Vertebrate freezing survival: Regulation of the multicatalytic proteinase complex and controls on protein degradation

The wood frog, Rana sylvatica, survives weeks of whole body freezing during winter hibernation, expressing numerous metabolic adaptations that deal not only with freezing but with its consequences including organ ischemia and cellular dehydration.
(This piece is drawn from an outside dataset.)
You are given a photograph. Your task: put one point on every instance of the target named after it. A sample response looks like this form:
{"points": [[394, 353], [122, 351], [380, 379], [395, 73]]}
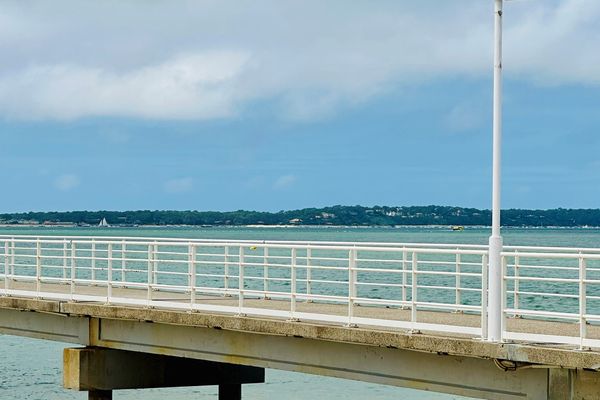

The present study analyzes the 20s multicatalytic proteinase (MCP) complex from skeletal muscle to determine how protein degradation is managed in the ischemic frozen state. MCP was partially purified and assayed fluorometrically using three AMC-labeled substrates to compare multiple states: control (5 °C acclimated), 24 h frozen at −2.5 °C, 4 or 8 h thawed at 5 °C, 8 h anoxia, and 40% dehydration. MCP from frozen frogs showed significantly different Km and Vmax values compared with controls; e.g., Km Z-LLE-AMC increased by 45% during freezing and 52% under anoxia whereas Vmax decreased by 40%. After thawing, Km was restored and Vmax rose by 2.2-fold. Incubations promoting protein kinase or phosphatase action on MCP showed that phosphatase treatment strongly increased Vmax implicating reversible phosphorylation in MCP regulation during freeze–thaw. Western blotting showed a 36% decrease in MCP protein in muscle from frozen frogs. The 20s MCP preferentially degrades oxidatively-damaged proteins and evidence of impaired function during freezing came from a 1.4-fold increase in protein carbonyl content in muscle and liver during freezing. Ubiquitin and ubiquitin conjugate levels were unchanged in muscle but changed markedly in liver during freeze–thaw.